Unlike SQLite, neither MySQL nor Postgres offer an exact equivalent of BEGIN IMMEDIATE
. However, similar behavior can
be achieved by acquiring an explicit lock at the start of the transaction. We simply issue a SELECT ... FOR UPDATE
on a known, singleton, row. This ensures that only one transaction proceeds at a time, effectively emulating SQLite’s
“one writer at a time” behavior.
The other property that we rely on, namely “snapshot isolation”, is also present (and is the default) in MySQL and Postgres.
The fact that these databases are in the client/server model may also mean that they’re more slow to write to than SQLite, which could make the global write lock more of a bottleneck. This is something that will need to be monitored as the system grows.
That said, full global locking is likely unnecessary for most real-world workloads. The database tables in Bugsink that are involved in the event ingestion process are already partitioned by project, and most other tables are as well. This allows for a project-level global write-lock strategy for these databases, which would allow for more parallelism than SQLite’s global write lock.
Conclusion
Bugsink’s transaction model is designed to be simple, stable, and efficient. By embracing SQLite’s limitations and building around them, the system avoids many of the pitfalls that can come with more complex transaction models.
The model is built around the idea of a single writer at a time, which simplifies the system and ensures that writes are always consistent.
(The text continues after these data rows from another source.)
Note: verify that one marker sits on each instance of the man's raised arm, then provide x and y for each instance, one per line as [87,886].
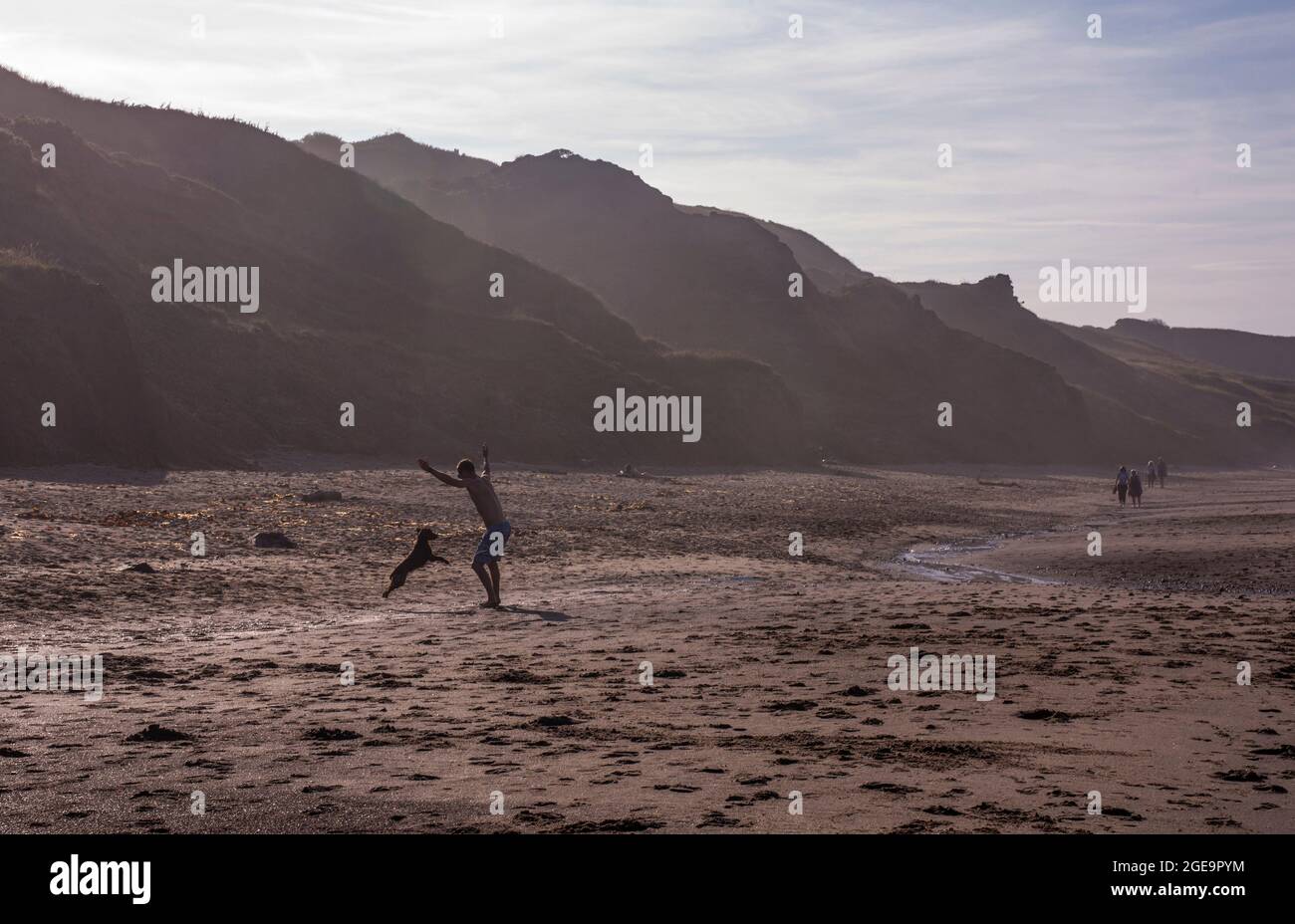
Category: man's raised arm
[448,479]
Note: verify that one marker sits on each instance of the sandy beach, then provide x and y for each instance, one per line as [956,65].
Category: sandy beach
[1114,673]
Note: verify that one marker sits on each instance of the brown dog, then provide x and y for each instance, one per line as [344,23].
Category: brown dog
[417,558]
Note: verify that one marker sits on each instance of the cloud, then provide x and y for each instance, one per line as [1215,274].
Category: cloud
[1118,150]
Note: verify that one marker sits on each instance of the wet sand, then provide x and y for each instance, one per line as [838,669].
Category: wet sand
[769,672]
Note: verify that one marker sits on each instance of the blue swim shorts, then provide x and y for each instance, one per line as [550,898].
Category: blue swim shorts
[483,556]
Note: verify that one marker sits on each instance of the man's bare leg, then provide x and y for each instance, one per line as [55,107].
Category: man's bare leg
[492,600]
[493,578]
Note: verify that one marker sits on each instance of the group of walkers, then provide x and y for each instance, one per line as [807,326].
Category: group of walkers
[1130,483]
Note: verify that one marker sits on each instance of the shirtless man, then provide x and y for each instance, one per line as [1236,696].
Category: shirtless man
[497,530]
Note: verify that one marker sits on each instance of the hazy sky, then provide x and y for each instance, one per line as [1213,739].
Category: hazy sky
[1119,150]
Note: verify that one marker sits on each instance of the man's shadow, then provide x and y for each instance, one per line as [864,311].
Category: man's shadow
[547,615]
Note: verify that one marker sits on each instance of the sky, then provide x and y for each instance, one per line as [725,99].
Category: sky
[1119,150]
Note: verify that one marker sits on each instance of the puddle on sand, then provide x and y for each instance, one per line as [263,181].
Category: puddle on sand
[939,564]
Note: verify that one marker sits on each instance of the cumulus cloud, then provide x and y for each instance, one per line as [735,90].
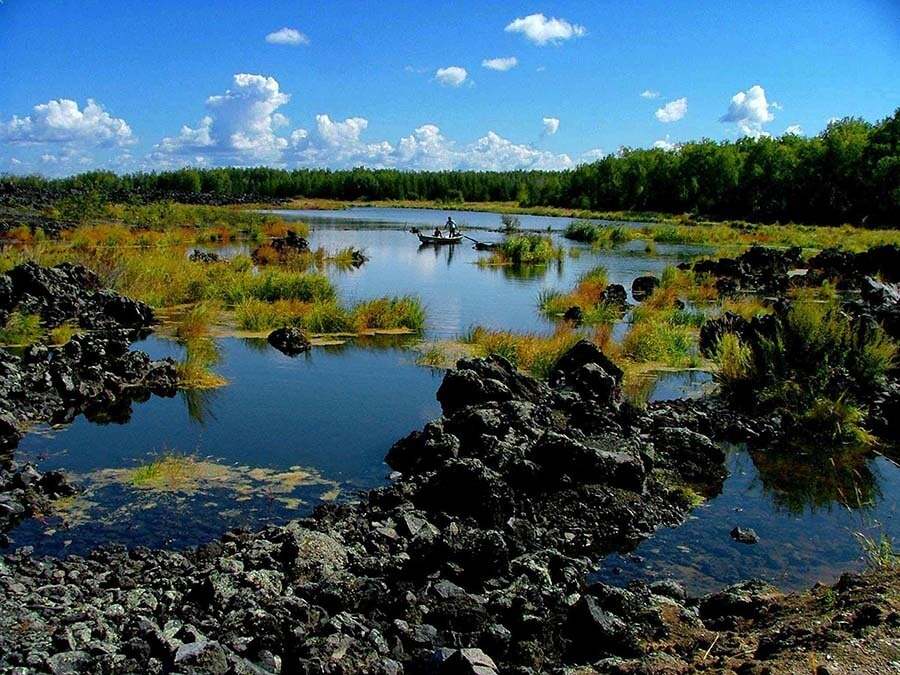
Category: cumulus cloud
[672,111]
[542,31]
[239,127]
[502,63]
[60,121]
[750,110]
[451,76]
[242,125]
[593,155]
[287,36]
[664,144]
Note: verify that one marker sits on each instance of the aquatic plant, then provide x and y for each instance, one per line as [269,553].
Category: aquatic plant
[62,334]
[816,365]
[195,370]
[879,552]
[405,311]
[532,353]
[524,249]
[196,321]
[656,339]
[21,329]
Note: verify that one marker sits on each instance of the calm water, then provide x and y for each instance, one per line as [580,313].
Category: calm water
[287,433]
[806,532]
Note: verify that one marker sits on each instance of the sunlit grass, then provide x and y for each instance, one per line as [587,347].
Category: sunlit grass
[21,329]
[532,353]
[524,249]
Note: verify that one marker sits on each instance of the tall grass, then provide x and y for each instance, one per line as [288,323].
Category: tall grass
[329,316]
[524,249]
[597,234]
[817,368]
[535,354]
[21,329]
[587,295]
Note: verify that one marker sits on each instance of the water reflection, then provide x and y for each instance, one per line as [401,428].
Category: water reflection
[842,479]
[807,531]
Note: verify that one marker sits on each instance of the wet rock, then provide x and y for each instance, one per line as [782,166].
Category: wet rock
[290,341]
[205,257]
[468,661]
[574,314]
[643,287]
[745,535]
[748,599]
[615,296]
[201,657]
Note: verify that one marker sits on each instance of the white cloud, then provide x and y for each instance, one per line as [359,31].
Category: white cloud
[340,144]
[60,121]
[239,127]
[502,63]
[750,111]
[672,111]
[287,36]
[451,76]
[541,31]
[593,155]
[664,144]
[493,153]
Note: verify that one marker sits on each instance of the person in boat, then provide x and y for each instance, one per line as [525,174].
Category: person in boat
[451,226]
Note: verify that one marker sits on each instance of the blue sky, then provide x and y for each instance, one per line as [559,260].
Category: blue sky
[382,84]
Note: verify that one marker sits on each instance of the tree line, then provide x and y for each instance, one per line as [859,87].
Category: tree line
[849,173]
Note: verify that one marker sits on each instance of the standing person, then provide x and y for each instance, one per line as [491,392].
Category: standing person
[451,226]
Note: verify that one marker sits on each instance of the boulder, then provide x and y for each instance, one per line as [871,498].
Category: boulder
[289,340]
[643,287]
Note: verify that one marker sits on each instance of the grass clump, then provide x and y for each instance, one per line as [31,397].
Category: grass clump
[21,329]
[534,354]
[816,365]
[657,340]
[63,333]
[403,311]
[587,295]
[596,233]
[195,371]
[878,552]
[524,249]
[169,472]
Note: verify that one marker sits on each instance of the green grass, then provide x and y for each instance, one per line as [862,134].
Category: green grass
[196,321]
[21,329]
[817,369]
[63,333]
[524,249]
[531,353]
[403,311]
[879,552]
[195,371]
[597,234]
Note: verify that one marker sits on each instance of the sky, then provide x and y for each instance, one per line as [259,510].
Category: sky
[132,85]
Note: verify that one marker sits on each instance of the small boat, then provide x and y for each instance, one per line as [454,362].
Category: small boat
[428,239]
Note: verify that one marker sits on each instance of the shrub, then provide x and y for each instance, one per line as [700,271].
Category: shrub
[21,329]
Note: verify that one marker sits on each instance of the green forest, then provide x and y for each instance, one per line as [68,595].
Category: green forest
[849,173]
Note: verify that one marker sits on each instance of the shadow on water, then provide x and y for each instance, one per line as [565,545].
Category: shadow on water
[807,514]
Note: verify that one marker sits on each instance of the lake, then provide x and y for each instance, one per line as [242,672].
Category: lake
[289,433]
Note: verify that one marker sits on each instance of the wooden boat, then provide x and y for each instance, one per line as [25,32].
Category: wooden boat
[428,239]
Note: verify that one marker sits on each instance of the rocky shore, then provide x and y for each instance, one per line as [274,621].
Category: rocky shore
[475,558]
[95,373]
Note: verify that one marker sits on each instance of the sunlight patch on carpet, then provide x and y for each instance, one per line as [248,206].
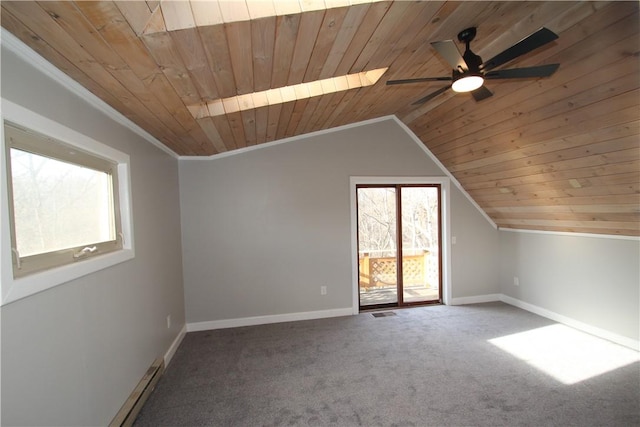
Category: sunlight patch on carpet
[568,355]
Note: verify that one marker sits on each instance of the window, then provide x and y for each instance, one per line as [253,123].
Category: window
[63,202]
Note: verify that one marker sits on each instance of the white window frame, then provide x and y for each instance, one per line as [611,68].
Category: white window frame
[445,206]
[13,289]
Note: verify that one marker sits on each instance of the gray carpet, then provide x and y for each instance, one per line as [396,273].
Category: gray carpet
[427,366]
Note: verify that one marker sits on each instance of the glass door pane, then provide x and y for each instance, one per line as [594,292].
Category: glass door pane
[377,246]
[420,244]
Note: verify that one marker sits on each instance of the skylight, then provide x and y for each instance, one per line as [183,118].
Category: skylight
[284,94]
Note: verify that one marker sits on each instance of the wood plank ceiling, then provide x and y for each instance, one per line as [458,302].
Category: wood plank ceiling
[558,154]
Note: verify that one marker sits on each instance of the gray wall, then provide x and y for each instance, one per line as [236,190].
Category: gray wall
[589,279]
[72,354]
[263,230]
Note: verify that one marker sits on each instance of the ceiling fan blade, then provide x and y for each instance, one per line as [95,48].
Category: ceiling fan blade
[448,50]
[419,80]
[481,93]
[431,95]
[526,45]
[517,73]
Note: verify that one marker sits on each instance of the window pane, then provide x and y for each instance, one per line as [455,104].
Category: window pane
[58,205]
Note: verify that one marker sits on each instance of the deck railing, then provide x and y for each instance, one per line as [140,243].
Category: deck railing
[377,272]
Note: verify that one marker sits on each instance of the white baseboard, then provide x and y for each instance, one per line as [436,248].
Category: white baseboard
[262,320]
[576,324]
[475,299]
[174,345]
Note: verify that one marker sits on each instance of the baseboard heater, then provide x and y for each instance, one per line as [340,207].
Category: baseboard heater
[127,414]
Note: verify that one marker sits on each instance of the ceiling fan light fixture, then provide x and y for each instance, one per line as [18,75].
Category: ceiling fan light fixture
[467,83]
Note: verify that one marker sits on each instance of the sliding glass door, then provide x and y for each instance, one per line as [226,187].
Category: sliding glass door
[399,232]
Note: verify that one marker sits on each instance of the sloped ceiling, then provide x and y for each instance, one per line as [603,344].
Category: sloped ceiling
[559,154]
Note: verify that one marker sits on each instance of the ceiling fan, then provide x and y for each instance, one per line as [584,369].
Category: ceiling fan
[469,72]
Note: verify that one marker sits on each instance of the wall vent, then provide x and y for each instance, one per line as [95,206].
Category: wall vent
[127,414]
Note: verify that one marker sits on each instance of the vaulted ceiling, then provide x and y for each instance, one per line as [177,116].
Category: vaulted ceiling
[559,153]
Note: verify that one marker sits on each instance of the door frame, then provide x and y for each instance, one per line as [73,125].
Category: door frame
[445,243]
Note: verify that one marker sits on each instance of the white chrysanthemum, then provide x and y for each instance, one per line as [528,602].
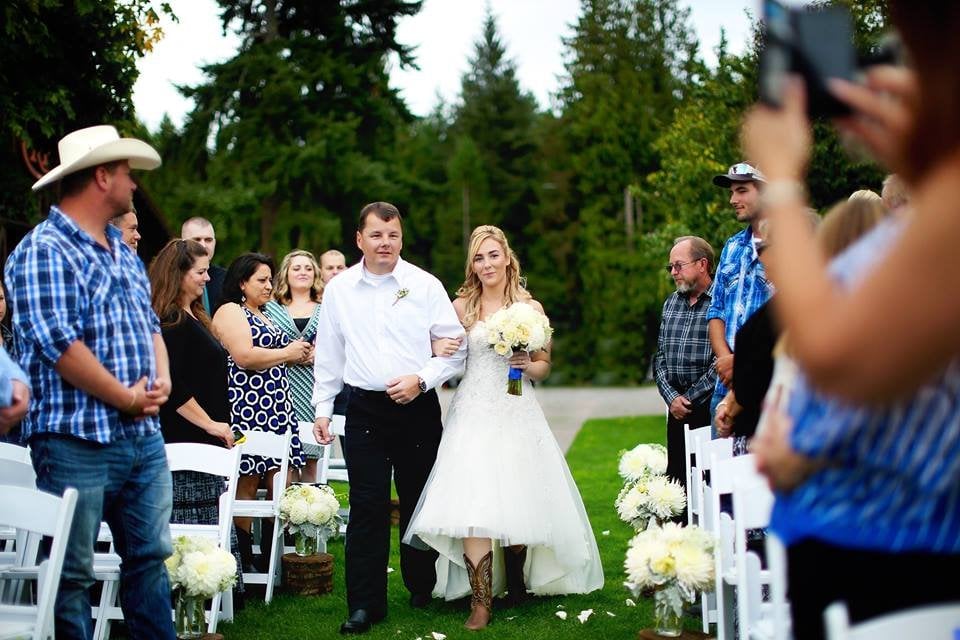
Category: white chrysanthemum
[666,497]
[642,460]
[694,567]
This approach is particularly well-suited to the event-processing nature of Bugsink, where most writes are sequential and can be handled in a single transaction.
The model has been successfully extended to support MySQL and Postgres, with only minimal changes required. The core principles of the model remain the same, and the system continues to operate efficiently and predictably.
If you’re considering using SQLite in a production system, or if you’re looking for a simple, reliable transaction model for your application, Bugsink’s approach is a good place to start.